A Gift-Wrapped Memory

A Gift-Wrapped Memory

From A 5th Portion of Chicken Soup for the Soul

A Gift-Wrapped Memory

Three things in human life are important: The first is to be kind. The second is to be kind. And the third is to be kind.

Henry James

Every holiday season since I was a teenager Dad asked, “Do you remember that Christmas Eve? Remember those two little children who asked us for carfare?”

Yes, I remembered. Even if my father had not reminded me of that strange event every season for more than thirty-five years, I would have remembered.

It was 1935, a typical Christmas Eve in St. Louis, Missouri. Streetcars clang-clanged their warnings. Shoppers rushed in and out of stores for last-minute gifts. Even then, mothers forgot a few ingredients absolutely necessary to complete the family Christmas dinner. Mother had sent Dad and me on such a mission.

Our frosty breaths made a parallel trail behind us as we hurried from the car to her favorite grocery store on Delmar Avenue. Mother liked Moll’s because its shelves were stocked with exotic condiments and fancy foods.

Up and down the aisles we hurried, selecting anise and cardamom for Christmas breakfast bread, double whipping cream and jumbo pecans for pumpkin pies, and day-old bread for a fat gobbler’s stuffing. We checked the last item off Mother’s list and paid the cashier.

Once again we braced our backs for the frigid cold. As we stepped out of the store, a small voice asked, “Please, would you give us a dime for carfare so we can go home?”

Taken aback, Dad stopped. Our eyes met those of a little girl around nine years old. She was holding the gloveless hand of her six-year-old brother.

“Where do you live?” Dad asked.

“On Easton Avenue” was the reply.

We were amazed. Here it was night—Christmas Eve night—and these two children were more than three miles from home.

“What are you doing so far from home?” Dad asked her.

“We had only enough money to ride the streetcar here,” she said. “We came to ask for money to buy food for Christmas. But no one gave us any and we are afraid to walk home.” Then she told us that their father was blind, their mother was sick, and there were five other children at home.

My dad was a strong-willed urban businessman. But his heart was soft and warm, just like the little girl’s brown eyes. “Well, the first thing I think we should do is shop for groceries,” he announced, taking her hand. Her brother promptly reached for mine.

Once again we hurried up and down Moll’s aisles. This time Dad selected two plump chickens, potatoes, carrots, milk, bread, oranges, apples, bananas, candy and nuts. When we left the store, we had two huge sacks of groceries to carry to the car and two small trusting children in tow.

They gave us directions to Easton Avenue. “Home” was upstairs in a large, old brick building. The first floor housed commercial establishments,while rental units were on the second. A bare light bulb on a long cord hung from the ceiling at the landing, swaying slightly as we climbed the long flight of worn wooden steps to their apartment.

The little girl and her brother burst through the door announcing the arrival of two sacks of groceries.
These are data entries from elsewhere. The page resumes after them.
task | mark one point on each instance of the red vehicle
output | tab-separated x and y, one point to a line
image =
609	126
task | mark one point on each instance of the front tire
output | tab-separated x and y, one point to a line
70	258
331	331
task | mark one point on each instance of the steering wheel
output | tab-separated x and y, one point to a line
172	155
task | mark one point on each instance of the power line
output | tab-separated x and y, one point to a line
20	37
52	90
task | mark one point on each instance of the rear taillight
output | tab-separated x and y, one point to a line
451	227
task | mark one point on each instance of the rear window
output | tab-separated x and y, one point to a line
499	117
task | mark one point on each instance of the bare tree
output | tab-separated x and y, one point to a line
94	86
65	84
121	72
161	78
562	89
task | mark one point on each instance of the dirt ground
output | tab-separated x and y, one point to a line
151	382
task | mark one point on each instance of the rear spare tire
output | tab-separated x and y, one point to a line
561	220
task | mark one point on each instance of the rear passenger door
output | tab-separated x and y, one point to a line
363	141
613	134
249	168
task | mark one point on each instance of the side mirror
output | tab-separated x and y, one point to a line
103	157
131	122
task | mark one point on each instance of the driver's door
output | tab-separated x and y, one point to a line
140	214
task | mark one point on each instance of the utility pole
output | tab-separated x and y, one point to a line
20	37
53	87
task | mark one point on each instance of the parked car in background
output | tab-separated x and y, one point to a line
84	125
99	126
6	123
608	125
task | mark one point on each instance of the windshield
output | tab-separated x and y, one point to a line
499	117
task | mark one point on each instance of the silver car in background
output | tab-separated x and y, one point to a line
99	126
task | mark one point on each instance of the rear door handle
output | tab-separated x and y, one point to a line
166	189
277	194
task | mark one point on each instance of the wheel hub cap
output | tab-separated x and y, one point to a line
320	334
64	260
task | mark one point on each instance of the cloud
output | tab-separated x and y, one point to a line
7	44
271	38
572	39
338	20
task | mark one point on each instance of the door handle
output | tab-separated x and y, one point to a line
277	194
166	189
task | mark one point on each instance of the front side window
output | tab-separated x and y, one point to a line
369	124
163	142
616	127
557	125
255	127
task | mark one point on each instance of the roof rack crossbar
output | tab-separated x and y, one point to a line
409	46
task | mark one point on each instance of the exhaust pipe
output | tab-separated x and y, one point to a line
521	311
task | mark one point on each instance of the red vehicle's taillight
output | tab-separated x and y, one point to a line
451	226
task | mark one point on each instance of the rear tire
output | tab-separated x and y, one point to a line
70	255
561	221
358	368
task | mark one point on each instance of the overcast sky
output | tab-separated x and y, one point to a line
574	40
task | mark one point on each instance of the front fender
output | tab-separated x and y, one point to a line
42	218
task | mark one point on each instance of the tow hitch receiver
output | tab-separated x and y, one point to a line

The family was just as she had described: The father was blind and the mother was ill in bed. Five other children, most of them with colds, were on the floor.

Dad introduced himself. First on one foot and then the other, concerned that he would embarrass the father, he continued, “Uh . . . er . . . Merry Christmas.” He set the groceries on a table.

The father said, “Thank you. My name is Earl Withers.”

“Withers?” Dad turned sharply. “You wouldn’t know Hal Withers, would you?”

“Sure do. He’s my uncle.”

Both Dad and I were stunned. My aunt was married to Hal Withers. Although we were not blood relatives, we felt related to Uncle Hal. How could the sad plight of this family be? Why were they in such need when they had so many relatives living in the same city? A strange coincidence, indeed.

Or was it?

Through the years the incident haunted us. Each succeeding year seemed to reveal a different answer to the question, “What was the meaning of that Christmas Eve?”

At first, the phrase repeatedly quoted by elderly aunts, “God works in strange and mysterious ways,” surfaced. Perhaps Dad acted out the Good Samaritan role. That was it! God had a job for us to do and fortunately we did it.

Another year passed. It was not a satisfactory answer. What was? If I am my brother’s keeper, am I also my wife’s sister’s husband’s brother’s blind son’s keeper? That was it! This tied the incident into a neat package.

Yet it didn’t. The years rolled by, and each year Dad and I would again toss the question around. Then Dad, who was born in the Christmas season of 1881, died in the Christmas season of 1972. Every December since, though, I still hear him ask me, “Do you remember that Christmas Eve?”

Yes, Dad. I remember. And I believe I finally have the answer. We were the ones blessed when two children innocently gave a middle-aged father and his teenaged daughter the true meaning of Christmas: It is more blessed to give than to receive.

This gift-wrapped memory became the most beautiful Christmas I ever celebrated. I think it was your best one, too, Dad.